At Zuplo, we're passionate about empowering developers build robust, scalable, and dynamic applications. That's why we love GraphQL!

Live demo & Example

It's deployed on Zuplo, so you can check out the live demo here:

https://graphlq-example-main-062e49c.zuplo.app/graphql

Checkout the config/routes.oas.json to learn how to setup GraphQL with Zuplo and the config/policies.json on how to configure the GraphQL policies.

What's in this example?

This example demonstrates how to use Zuplo's GraphQL API Gateway with a GraphQL API. The example demonstrates the following things:

  • Adding a depth limit to your GraphQL API
  • Adding a query cost / complexity limit to your GraphQL API
  • Filtering types and fields out of introspection responses
  • Reporting failed GraphQL operations to Zuplo's GraphQL analytics dashboard
  • Exposing the GraphQL API to AI agents as an MCP server

Depth Limit

A depth limit allows you to limit the depth of GraphQL queries. This is useful to prevent malicious queries that could cause a denial of service attack on your GraphQL API.

Query Cost Limit

Using the query cost limit, you can limit the cost of GraphQL queries. This is useful to prevent malicious queries that could cause a denial of service attack on your GraphQL API.

Introspection Filter

The GraphQL Introspection Filter policy (graphql-introspection-filter-policy) removes specific types and fields from introspection responses, so you can hide internal or sensitive parts of your schema from clients and AI agents while keeping introspection enabled. Edit the excludeTypes and excludeTypeFields options in config/policies.json to match your own schema.

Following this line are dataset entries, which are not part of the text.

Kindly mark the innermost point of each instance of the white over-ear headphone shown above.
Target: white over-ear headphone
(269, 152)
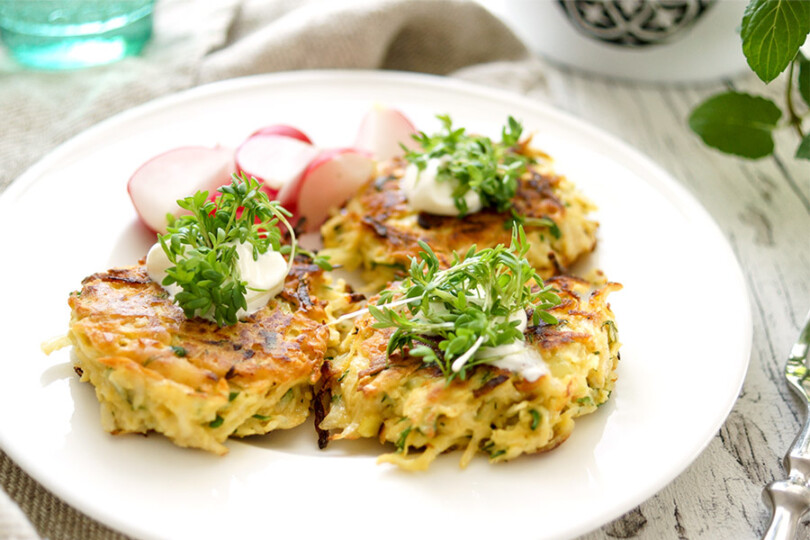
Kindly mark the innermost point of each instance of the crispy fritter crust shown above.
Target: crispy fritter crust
(402, 401)
(191, 380)
(377, 231)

If you instead want to block introspection entirely on the public endpoint, the example also includes the GraphQL Disable Introspection policy (graphql-disable-introspection-policy) ready to drop into the route's inbound policies. Note that introspection must stay enabled for the MCP server (below) to discover the schema.

GraphQL Analytics

GraphQL servers typically return 200 OK with an errors[] array when an operation fails, so failures are invisible to HTTP-level analytics. The route is marked with "x-graphql": true, which surfaces it on Zuplo's GraphQL analytics dashboard, and the GraphQL Analytics policy (graphql-analytics-policy) reads the response body, counts the GraphQL errors, and classifies each one (syntax, validation, auth, timeout, or resolver) so failed operations show up as failures instead of successes.

GraphQL MCP Server

The /graphql route is annotated with mcp.type: "graphql", and a new /mcp route runs the mcpServerHandler. Together they expose the GraphQL API to AI assistants (Claude, ChatGPT, and any MCP client) as an MCP server with two automatically generated tools:

  • An introspection tool (zupper_schema) that fetches the schema so the agent understands the available queries, mutations, and types
  • An execute tool (zupper_query) that runs GraphQL queries against the endpoint

Any authentication, rate limiting, and the introspection filter applied to the /graphql route carry forward to the MCP server, so AI agents only ever see the schema you choose to expose.